Initiative novatrice, sinon pertinente, le ministère de l’Education nationale a effectué une consultation préalable des élèves, durant une heure de cours, le 15 mai 2015. C’est bien de savoir ce qu’ils en pensent. Mais n’aurait-il été préférable de procéder plutôt à une enquête, au lieu d’entreprendre une discussion, à la va vite, avec leurs enseignants. D’ailleurs les élèves interrogés ont évoqué l’entretien de leur école, l’emploi du temps, l’absence d’espaces culturels et le rejet du tableau noir et de la craie, dépassés partout ailleurs. On privilégie ainsi les références à l’infrastructure, aux visions des programmes.
On aurait peut être dû instituer un Conseil supérieur des programmes, formé d’universitaires, de chercheurs, de spécialistes du système éducatif et des représentants élus de la Nation. Il s’agit, en fait, d’engager une réforme globale et de définir le socle commun, couronné par des parcours différenciés. En premier lieu, le programme devrait assurer la maîtrise des langues, et peut être introduire, à cet effet, des activités quotidiennes de lecture et d’écriture et de production régulière de textes. En histoire, on devrait conforter l’étude des repères chronologiques, par l’enseignement des « Lumières » et le nécessaire rappel du mouvement des réformes, en Tunisie, depuis le XIXe siècle, qui ont remis en cause les anachronismes dénoncés par Ben Dhiaf, Khéreddine, Tahar Haddad, Abdelaziz Thaalbi et Habib Bourguiba. La géographie devrait privilégier l’ouverture sur le monde et transgresser l’ancrage euro-méditerranéen.
Module obligatoire, pour tous, la philosophie devrait retrouver son rôle, pour développer l’esprit critique, instituer le débat, faire valoir les vérités relatives et volontiers partisanes. Il faudrait donc restituer l’enseignement de la philosophie mondiale, l’étude des grands courants politiques et idéologiques et des grandes écoles de pensées, dans les classes terminales. Il faudrait, en effet, restaurer la vocation émancipatrice de l’École républicaine, pour prévenir le pays des dérives, des engagements dans la violence et « l’autoritarisme des absolus », remettant en cause le droit de l’autre. Bien entendu, on devrait assurer la mise à niveau des différentes disciplines scientifiques.

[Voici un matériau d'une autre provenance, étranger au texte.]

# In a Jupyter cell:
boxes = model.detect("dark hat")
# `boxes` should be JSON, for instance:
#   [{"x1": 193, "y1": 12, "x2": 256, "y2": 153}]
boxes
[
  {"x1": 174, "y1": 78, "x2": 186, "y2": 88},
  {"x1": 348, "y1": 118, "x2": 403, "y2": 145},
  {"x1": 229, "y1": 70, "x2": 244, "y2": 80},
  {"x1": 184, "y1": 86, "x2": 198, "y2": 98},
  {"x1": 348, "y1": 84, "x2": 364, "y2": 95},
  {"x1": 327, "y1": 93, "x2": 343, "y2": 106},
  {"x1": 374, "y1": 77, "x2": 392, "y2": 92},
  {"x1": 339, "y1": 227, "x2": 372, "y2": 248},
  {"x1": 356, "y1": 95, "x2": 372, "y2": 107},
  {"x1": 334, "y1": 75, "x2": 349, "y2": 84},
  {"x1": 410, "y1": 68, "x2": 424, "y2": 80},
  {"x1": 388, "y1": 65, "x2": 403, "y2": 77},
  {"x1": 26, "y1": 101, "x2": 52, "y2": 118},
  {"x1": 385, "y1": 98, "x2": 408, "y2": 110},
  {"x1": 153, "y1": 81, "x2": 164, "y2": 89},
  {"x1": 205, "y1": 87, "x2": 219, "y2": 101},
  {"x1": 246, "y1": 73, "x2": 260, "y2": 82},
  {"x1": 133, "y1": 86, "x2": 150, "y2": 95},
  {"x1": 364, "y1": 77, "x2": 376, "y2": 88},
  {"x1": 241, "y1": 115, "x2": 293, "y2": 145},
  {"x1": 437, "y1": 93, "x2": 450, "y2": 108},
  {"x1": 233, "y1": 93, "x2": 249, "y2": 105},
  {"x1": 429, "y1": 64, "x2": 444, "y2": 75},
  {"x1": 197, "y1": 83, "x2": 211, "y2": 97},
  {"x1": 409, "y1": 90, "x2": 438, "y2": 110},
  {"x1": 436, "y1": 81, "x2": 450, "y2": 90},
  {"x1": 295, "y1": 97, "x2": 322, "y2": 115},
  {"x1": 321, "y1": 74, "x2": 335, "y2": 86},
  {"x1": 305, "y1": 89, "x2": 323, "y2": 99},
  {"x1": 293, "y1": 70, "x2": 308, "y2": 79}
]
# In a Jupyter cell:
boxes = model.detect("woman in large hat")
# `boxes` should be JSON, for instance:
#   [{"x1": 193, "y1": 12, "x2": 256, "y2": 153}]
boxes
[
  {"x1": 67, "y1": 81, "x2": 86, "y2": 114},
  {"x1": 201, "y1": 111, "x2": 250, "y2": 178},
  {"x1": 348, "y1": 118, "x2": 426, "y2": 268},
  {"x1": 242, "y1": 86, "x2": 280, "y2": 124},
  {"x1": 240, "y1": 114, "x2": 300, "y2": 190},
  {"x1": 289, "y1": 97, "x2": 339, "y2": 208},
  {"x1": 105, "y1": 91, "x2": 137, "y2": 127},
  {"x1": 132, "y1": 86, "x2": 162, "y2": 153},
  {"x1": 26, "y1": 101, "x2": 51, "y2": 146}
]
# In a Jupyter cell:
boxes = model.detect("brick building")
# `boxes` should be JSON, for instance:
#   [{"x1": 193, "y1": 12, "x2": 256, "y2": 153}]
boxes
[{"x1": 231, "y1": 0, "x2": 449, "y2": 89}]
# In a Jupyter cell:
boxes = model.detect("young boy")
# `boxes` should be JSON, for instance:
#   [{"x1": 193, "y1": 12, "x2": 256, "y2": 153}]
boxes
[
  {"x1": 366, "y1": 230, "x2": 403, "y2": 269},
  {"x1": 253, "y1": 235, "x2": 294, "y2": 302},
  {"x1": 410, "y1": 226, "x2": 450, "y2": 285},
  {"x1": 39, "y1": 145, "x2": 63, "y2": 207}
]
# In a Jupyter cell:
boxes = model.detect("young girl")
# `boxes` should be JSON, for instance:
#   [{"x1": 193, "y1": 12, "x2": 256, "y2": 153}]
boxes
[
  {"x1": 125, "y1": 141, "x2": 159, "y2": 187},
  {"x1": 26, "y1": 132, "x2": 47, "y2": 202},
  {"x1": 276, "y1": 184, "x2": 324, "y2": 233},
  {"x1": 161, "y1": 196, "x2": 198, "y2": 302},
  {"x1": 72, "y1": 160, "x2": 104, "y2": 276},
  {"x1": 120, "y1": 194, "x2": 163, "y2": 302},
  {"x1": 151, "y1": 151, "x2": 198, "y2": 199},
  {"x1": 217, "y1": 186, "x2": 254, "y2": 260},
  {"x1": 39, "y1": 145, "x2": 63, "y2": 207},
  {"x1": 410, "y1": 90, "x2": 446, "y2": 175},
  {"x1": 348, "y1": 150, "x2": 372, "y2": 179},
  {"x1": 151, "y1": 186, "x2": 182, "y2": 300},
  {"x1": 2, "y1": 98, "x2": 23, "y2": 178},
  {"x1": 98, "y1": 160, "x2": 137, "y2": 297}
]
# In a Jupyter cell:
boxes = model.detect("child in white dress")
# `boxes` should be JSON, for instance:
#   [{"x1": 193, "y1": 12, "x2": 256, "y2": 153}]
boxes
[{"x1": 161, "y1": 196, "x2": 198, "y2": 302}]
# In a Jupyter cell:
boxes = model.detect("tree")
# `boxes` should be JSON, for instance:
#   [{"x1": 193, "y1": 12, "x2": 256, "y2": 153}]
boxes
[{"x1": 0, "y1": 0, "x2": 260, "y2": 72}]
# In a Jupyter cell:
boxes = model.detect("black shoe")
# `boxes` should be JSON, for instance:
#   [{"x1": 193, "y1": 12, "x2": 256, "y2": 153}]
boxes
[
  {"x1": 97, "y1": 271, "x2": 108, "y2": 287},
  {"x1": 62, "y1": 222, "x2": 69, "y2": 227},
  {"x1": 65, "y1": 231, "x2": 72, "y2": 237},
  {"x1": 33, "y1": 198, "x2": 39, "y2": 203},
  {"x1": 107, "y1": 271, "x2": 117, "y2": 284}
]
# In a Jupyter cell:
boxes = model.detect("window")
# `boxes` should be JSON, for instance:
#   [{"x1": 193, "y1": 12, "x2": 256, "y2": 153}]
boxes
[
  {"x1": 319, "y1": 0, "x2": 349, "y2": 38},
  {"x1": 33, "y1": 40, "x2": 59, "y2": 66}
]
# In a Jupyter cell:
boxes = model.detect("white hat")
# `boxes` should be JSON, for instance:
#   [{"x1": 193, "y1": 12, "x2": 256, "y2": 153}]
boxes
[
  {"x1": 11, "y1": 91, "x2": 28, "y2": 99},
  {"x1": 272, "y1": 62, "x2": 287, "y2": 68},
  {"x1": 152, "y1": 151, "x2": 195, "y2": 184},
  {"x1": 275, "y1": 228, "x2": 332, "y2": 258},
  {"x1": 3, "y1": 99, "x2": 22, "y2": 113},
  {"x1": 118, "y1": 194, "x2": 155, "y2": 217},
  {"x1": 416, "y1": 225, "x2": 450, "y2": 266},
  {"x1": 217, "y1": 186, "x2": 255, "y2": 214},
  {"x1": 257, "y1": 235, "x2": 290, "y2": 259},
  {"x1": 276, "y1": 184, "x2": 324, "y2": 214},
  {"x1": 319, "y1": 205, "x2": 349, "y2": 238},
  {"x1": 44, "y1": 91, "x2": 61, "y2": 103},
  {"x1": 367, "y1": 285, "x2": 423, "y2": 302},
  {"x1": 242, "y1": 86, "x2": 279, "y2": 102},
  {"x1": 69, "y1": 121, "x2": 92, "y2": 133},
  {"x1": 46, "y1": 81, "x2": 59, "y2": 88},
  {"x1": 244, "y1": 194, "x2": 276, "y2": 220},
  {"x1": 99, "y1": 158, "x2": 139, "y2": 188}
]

Intégrons notre vision, dans le contexte actuel de la révolution technologique : l’enseignant avait hier le monopole de la connaissance. Depuis internet, élèves et professeurs ont le même accès au savoir. Mais le traitement de l’information-flux et massive n’est pas aisée. L’autorité de l’enseignant devrait reposer sur « la gravitas », concept d’Enrico Letta, qui « consiste à associer maîtrise du savoir et capacité à l’interpréter ». Dans ce même ordre d’idée, l’expert italien estime qu’il « faut former les étudiants à la gestion des crises » (titre de l’article, entretien d’Enrico Letta, Le Monde, 7 mai 2015).

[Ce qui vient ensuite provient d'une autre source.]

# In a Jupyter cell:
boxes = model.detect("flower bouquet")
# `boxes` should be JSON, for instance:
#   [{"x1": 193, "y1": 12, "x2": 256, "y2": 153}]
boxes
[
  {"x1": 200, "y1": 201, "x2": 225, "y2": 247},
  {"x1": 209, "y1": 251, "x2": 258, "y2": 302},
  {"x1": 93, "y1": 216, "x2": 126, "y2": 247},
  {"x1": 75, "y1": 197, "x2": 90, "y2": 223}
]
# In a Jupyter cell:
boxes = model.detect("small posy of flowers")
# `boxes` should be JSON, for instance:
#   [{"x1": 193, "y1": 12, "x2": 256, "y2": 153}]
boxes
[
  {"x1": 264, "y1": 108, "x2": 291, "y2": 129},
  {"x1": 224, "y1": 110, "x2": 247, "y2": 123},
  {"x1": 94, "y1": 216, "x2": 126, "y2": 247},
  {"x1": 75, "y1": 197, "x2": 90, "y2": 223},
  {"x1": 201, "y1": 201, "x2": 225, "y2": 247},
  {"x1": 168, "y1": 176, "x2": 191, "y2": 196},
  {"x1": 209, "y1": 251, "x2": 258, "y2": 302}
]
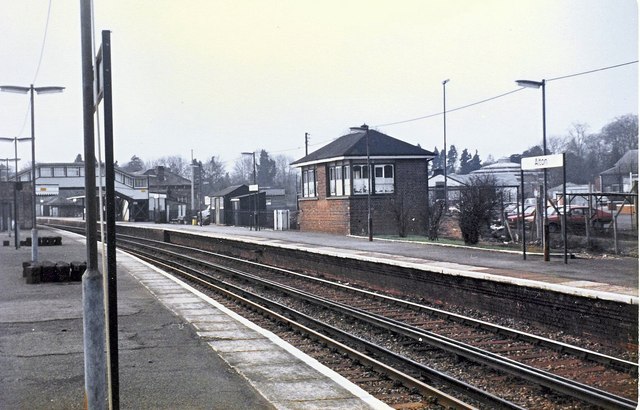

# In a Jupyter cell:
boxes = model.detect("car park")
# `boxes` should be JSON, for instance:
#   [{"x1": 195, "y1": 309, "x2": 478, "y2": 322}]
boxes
[{"x1": 546, "y1": 205, "x2": 613, "y2": 232}]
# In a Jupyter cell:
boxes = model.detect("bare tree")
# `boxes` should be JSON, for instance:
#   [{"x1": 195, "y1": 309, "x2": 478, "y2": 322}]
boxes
[
  {"x1": 458, "y1": 175, "x2": 501, "y2": 245},
  {"x1": 147, "y1": 155, "x2": 190, "y2": 178},
  {"x1": 427, "y1": 199, "x2": 446, "y2": 240}
]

La réforme postindépendance de l’enseignement, assurait l’égalité pour tous et érigeait l’école en « ascenseur social ». Elle perdit hélas ce privilège. D’autre part son ouverture a été compromise, par les velléités passéistes du discours de l’authenticité, puis par l’investissement d’un discours aculturel. Le contexte actuel exige un retour aux normes et une prise en compte des nouveaux défis. Le passage aux actes devient urgent. « Véritable démarche, déclarait un ancien ministre français de l’Education, ce n’est pas le minimum pour tous, c’est le maximum, l’excellence proposée à tous » (François Bayrou, « l’école doit viser l’élitisme pour tous », Le Monde, 2-3 mai 2015). Il faudrait peut être méditer cette adaptation, à l’évolution des enjeux.